Perhaps most importantly, our multichannel solutions are flexible and can be customized to fit the needs of our clients. We have helped a lot of clients with full IDO campaigns, but there are companies out there that don’t need us to do all of it. Our multichannel campaign execution solutions are flexible. We can handle execution for some channels and then work to help them seamlessly execute others.

We can also do things like retarget anonymous website visitors. Sometimes your best future customers are prospects already visiting your site, you just don’t know who they are. We can help with that, turning visitors into pipeline.

We even have data append and hygiene services to ensure a company’s database or CRM is current and accurate. I have been in the industry long enough to know this is something that is an issue at a lot of companies, and it sometimes falls to the bottom of the list – but is vital to future campaign success. Especially as more companies seek to focus on their own first party insights due to the evolving privacy landscape. If your database is “dirty,” well, you know what they say – garbage in, garbage out!

 

Question:  What do you think the big campaign execution trends are for 2023 and how do you see Claritas evolving to stay ahead of these trends?

Quinn: Well, there are a lot of things we could talk about here – the metaverse, CTV/OTT etc., but the one thing that could impact our ability to effectively conduct some of these strategies, is the growing trends in privacy rights.

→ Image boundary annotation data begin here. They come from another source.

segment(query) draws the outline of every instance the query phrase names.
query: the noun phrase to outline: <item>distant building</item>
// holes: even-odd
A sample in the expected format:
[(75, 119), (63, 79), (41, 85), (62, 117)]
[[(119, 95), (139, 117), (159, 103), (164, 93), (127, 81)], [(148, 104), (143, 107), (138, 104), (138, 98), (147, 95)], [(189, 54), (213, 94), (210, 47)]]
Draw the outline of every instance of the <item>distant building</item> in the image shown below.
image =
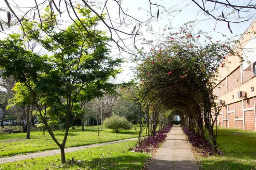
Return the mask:
[(255, 20), (235, 46), (245, 61), (241, 63), (237, 56), (228, 55), (225, 66), (218, 68), (219, 80), (213, 92), (220, 104), (216, 124), (221, 127), (256, 131), (255, 28)]
[(172, 117), (172, 120), (174, 121), (180, 121), (181, 120), (181, 118), (178, 115), (174, 115)]

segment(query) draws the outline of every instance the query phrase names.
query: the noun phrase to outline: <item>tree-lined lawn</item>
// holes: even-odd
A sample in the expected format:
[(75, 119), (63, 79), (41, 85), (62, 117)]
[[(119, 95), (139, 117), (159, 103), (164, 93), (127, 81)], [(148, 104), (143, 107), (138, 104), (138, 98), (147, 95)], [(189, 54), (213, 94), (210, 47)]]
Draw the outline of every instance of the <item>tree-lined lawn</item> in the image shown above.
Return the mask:
[[(70, 130), (66, 147), (76, 147), (138, 137), (139, 126), (134, 129), (114, 133), (110, 129), (103, 129), (97, 136), (97, 127), (86, 128), (84, 132), (81, 129)], [(65, 132), (62, 131), (54, 131), (56, 138), (62, 139)], [(145, 132), (144, 132), (145, 133)], [(47, 132), (45, 135), (42, 131), (31, 132), (31, 139), (26, 139), (26, 133), (6, 134), (0, 135), (0, 156), (6, 157), (59, 148)]]
[[(151, 156), (133, 152), (136, 141), (125, 142), (67, 153), (68, 163), (62, 164), (60, 155), (37, 158), (0, 165), (1, 169), (141, 169)], [(72, 157), (76, 161), (72, 164)]]
[(224, 155), (199, 157), (203, 169), (255, 169), (256, 132), (219, 128), (217, 138)]

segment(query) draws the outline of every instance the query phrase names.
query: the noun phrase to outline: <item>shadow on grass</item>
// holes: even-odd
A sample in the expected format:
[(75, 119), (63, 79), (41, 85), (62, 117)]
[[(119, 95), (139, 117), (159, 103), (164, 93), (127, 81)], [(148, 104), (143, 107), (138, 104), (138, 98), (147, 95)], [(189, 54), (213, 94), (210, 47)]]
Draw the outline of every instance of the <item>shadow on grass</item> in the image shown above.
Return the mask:
[[(56, 133), (54, 134), (56, 136), (65, 136), (65, 133)], [(79, 134), (77, 134), (76, 133), (72, 133), (72, 132), (70, 133), (69, 132), (69, 133), (68, 135), (69, 136), (77, 136), (78, 135), (79, 135)]]
[(254, 169), (255, 164), (249, 165), (246, 162), (234, 162), (223, 160), (208, 160), (204, 162), (203, 169), (231, 169), (245, 170)]

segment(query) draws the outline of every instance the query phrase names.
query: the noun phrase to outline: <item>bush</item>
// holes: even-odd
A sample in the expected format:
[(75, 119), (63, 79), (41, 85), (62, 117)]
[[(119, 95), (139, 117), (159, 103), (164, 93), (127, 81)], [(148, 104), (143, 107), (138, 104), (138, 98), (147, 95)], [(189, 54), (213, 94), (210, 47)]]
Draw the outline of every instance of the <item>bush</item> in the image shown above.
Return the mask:
[(120, 132), (122, 130), (129, 130), (132, 128), (132, 124), (126, 119), (117, 115), (113, 115), (105, 119), (104, 126), (107, 128), (113, 129), (115, 132)]
[(140, 150), (139, 144), (136, 145), (133, 148), (133, 150), (136, 152), (142, 151), (145, 152), (150, 152), (152, 150), (155, 150), (159, 147), (159, 144), (165, 140), (167, 135), (165, 134), (157, 134), (154, 136), (148, 136), (142, 141), (142, 151)]

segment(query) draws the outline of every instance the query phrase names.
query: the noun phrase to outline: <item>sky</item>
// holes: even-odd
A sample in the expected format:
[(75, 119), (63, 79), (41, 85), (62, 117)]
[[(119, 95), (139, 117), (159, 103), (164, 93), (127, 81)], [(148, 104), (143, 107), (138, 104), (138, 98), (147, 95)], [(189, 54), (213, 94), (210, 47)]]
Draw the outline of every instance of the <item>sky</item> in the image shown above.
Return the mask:
[[(245, 0), (239, 1), (240, 3), (242, 3), (242, 1), (246, 1)], [(34, 6), (35, 2), (34, 0), (26, 0), (20, 1), (20, 0), (13, 0), (13, 2), (15, 2), (18, 4), (22, 6)], [(40, 3), (42, 1), (38, 0), (38, 3)], [(74, 1), (75, 2), (79, 3), (80, 0)], [(231, 1), (233, 2), (238, 2), (234, 0)], [(10, 1), (11, 2), (11, 1)], [(3, 2), (3, 1), (1, 2)], [(93, 6), (94, 10), (98, 12), (101, 11), (102, 7), (104, 4), (105, 1), (100, 0), (96, 1), (95, 6)], [(108, 6), (109, 14), (112, 19), (118, 19), (119, 16), (119, 8), (116, 5), (115, 2), (113, 1), (109, 0), (108, 1)], [(122, 4), (122, 6), (124, 10), (125, 10), (126, 12), (131, 16), (136, 18), (136, 19), (141, 20), (145, 20), (150, 17), (149, 13), (150, 6), (148, 0), (123, 0)], [(199, 1), (198, 2), (201, 2)], [(200, 11), (198, 6), (195, 4), (191, 2), (190, 0), (151, 0), (151, 2), (153, 3), (157, 3), (158, 4), (164, 6), (166, 9), (168, 9), (171, 12), (170, 14), (167, 14), (164, 12), (162, 8), (159, 7), (160, 13), (159, 19), (157, 21), (155, 18), (152, 20), (150, 23), (147, 24), (143, 24), (140, 30), (141, 32), (143, 33), (142, 36), (137, 37), (136, 39), (136, 45), (137, 47), (140, 48), (142, 47), (146, 47), (145, 48), (145, 51), (149, 51), (150, 47), (145, 47), (141, 44), (142, 41), (140, 41), (140, 39), (143, 36), (147, 39), (151, 39), (154, 41), (154, 44), (156, 44), (160, 41), (162, 38), (161, 36), (167, 36), (168, 35), (168, 31), (163, 31), (163, 29), (167, 26), (170, 26), (173, 28), (179, 28), (181, 27), (184, 23), (190, 21), (196, 20), (197, 23), (194, 28), (194, 30), (196, 31), (199, 29), (204, 31), (209, 31), (211, 32), (215, 32), (215, 33), (209, 33), (209, 35), (213, 37), (213, 40), (224, 40), (226, 37), (224, 37), (221, 34), (217, 32), (225, 34), (228, 37), (235, 36), (234, 39), (238, 39), (239, 36), (235, 36), (236, 35), (240, 34), (243, 33), (250, 25), (253, 19), (249, 20), (247, 22), (243, 22), (242, 24), (230, 24), (230, 27), (233, 31), (233, 34), (231, 34), (228, 28), (227, 23), (224, 22), (218, 22), (215, 31), (213, 30), (215, 24), (215, 20), (211, 18), (209, 16), (206, 16), (204, 13)], [(238, 2), (236, 2), (238, 3)], [(14, 5), (14, 4), (13, 4)], [(0, 7), (4, 8), (5, 4), (3, 3), (0, 4)], [(64, 10), (65, 4), (63, 1), (61, 5), (61, 8)], [(210, 6), (212, 7), (213, 7)], [(223, 9), (217, 8), (216, 13), (221, 14)], [(26, 9), (25, 8), (23, 9)], [(157, 7), (154, 5), (152, 6), (152, 10), (153, 15), (156, 16), (157, 12)], [(225, 14), (227, 13), (227, 10), (224, 10)], [(105, 12), (106, 11), (105, 10)], [(5, 14), (5, 12), (0, 12), (0, 15), (2, 16)], [(21, 13), (18, 13), (21, 14)], [(32, 15), (32, 13), (31, 15)], [(35, 19), (37, 19), (37, 16), (36, 16)], [(61, 17), (62, 21), (62, 28), (65, 28), (70, 23), (70, 20), (67, 14), (65, 13), (62, 14)], [(115, 19), (113, 20), (113, 21)], [(121, 30), (127, 32), (131, 32), (134, 26), (138, 24), (138, 22), (134, 22), (134, 20), (130, 20), (129, 18), (126, 19), (127, 26), (122, 26), (119, 28)], [(108, 23), (110, 23), (110, 21), (106, 20)], [(114, 23), (113, 24), (115, 24)], [(137, 25), (138, 26), (138, 25)], [(116, 25), (117, 26), (117, 25)], [(150, 33), (147, 29), (148, 27), (151, 26), (153, 31)], [(103, 31), (108, 31), (107, 28), (102, 23), (99, 23), (97, 29)], [(177, 28), (178, 29), (178, 28)], [(5, 32), (5, 33), (8, 33), (11, 31), (15, 32), (17, 29), (15, 28), (12, 28), (12, 30)], [(173, 30), (175, 32), (175, 30)], [(122, 39), (125, 39), (128, 37), (124, 35), (120, 34)], [(0, 33), (0, 38), (3, 38), (6, 36), (6, 35), (2, 33)], [(116, 35), (114, 35), (114, 37), (117, 38)], [(134, 50), (133, 48), (133, 39), (129, 38), (124, 41), (126, 45), (128, 46), (128, 48), (131, 50)], [(117, 47), (115, 44), (111, 44), (112, 47), (110, 47), (112, 50), (111, 55), (114, 57), (121, 57), (123, 58), (127, 62), (122, 65), (122, 67), (123, 71), (122, 73), (119, 75), (117, 77), (118, 81), (123, 81), (126, 82), (128, 81), (131, 79), (134, 79), (134, 74), (131, 69), (131, 67), (134, 66), (137, 64), (131, 62), (129, 60), (130, 55), (128, 53), (122, 52), (120, 54)], [(119, 55), (120, 55), (119, 56)]]

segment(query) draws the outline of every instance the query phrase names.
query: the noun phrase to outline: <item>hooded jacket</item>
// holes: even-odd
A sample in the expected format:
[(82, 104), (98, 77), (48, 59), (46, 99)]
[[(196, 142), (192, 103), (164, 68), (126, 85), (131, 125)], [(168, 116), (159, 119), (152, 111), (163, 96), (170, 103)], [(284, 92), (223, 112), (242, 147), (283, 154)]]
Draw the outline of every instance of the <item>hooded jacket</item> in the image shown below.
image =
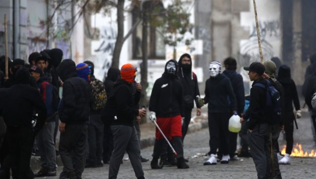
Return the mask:
[(237, 104), (237, 113), (240, 115), (242, 113), (245, 106), (245, 91), (243, 87), (242, 76), (235, 71), (226, 70), (223, 74), (231, 80)]
[(119, 76), (120, 72), (119, 70), (114, 68), (110, 68), (108, 71), (107, 76), (104, 80), (104, 87), (105, 88), (105, 91), (107, 92), (107, 97), (109, 98), (109, 96), (111, 93), (113, 86), (114, 85), (114, 82), (118, 78)]
[(1, 91), (4, 93), (0, 95), (3, 97), (0, 109), (8, 127), (32, 127), (33, 111), (37, 111), (39, 116), (34, 129), (37, 134), (44, 125), (47, 111), (39, 91), (30, 85), (30, 76), (26, 69), (17, 72), (16, 84)]
[(88, 82), (77, 76), (76, 64), (71, 59), (63, 61), (57, 72), (64, 82), (63, 107), (59, 110), (60, 121), (67, 124), (86, 122), (91, 100)]
[[(175, 74), (167, 72), (167, 64), (170, 62), (176, 64)], [(183, 89), (177, 76), (177, 63), (174, 60), (168, 61), (162, 76), (154, 84), (149, 102), (149, 110), (156, 113), (157, 117), (184, 116)]]
[(183, 97), (185, 107), (193, 108), (194, 107), (194, 101), (198, 108), (200, 107), (196, 100), (197, 96), (199, 96), (198, 84), (197, 75), (192, 72), (192, 60), (190, 58), (190, 71), (188, 71), (182, 64), (182, 56), (179, 60), (179, 71), (178, 77), (183, 87)]
[(210, 77), (205, 82), (205, 104), (208, 112), (230, 112), (237, 110), (236, 98), (230, 79), (222, 74)]
[(300, 110), (300, 101), (296, 85), (294, 81), (291, 78), (291, 69), (289, 67), (286, 65), (282, 65), (279, 67), (277, 81), (281, 83), (284, 89), (284, 112), (293, 111), (293, 103), (295, 109)]
[(138, 115), (138, 109), (135, 107), (135, 105), (140, 99), (140, 92), (134, 93), (133, 91), (131, 83), (118, 79), (101, 113), (102, 120), (109, 121), (112, 125), (133, 126), (133, 121)]

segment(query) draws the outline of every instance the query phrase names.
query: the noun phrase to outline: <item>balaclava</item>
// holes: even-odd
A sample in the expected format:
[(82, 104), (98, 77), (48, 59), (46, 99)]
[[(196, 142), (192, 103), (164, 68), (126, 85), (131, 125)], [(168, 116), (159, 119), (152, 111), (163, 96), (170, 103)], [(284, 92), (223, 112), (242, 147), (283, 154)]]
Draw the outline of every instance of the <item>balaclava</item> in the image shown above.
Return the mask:
[(81, 63), (76, 67), (78, 77), (84, 79), (86, 81), (90, 82), (90, 74), (91, 71), (89, 66), (84, 63)]
[(137, 72), (136, 69), (132, 64), (125, 64), (120, 69), (120, 77), (127, 82), (134, 83)]
[(217, 61), (213, 61), (209, 64), (209, 74), (212, 77), (215, 77), (220, 73), (222, 70), (222, 65)]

First of all, digital advertising and multichannel marketing aren’t going away any time soon. It drives the availability of free and open content. The goal is to create an efficient marketplace of mutually beneficial exchanges. Consumers access content information, in return for just a little bit of information about or for themselves. That helps the market improve its knowledge of how to provide better consumer experiences. It’s a win-win.

But things are evolving, and you need a partner that is willing to make the time and resource investment to stay informed, ahead and compliant. That is an imperative. Claritas has as much of a commitment to privacy compliance as we do in investing in our superior data and measurement platforms. We help our clients succeed without additional worries around data privacy and compliance issues. I could go on, but we’ve released a ton of content around this topic, including a recent episode of our podcast, The Marketing Insider.

 

We hope this article has helped as you think through your own marketing strategies, whether that’ s for your own brand or your clients’. We won’t pretend to have all the answers or be the silver bullet in everything. However, we have been around for over 50-years due to continually and successfully advancing our solutions and approach to meet the industry challenges of today, while preparing for the ones ahead. Throughout that journey it’s been with one goal: to help our clients do the same.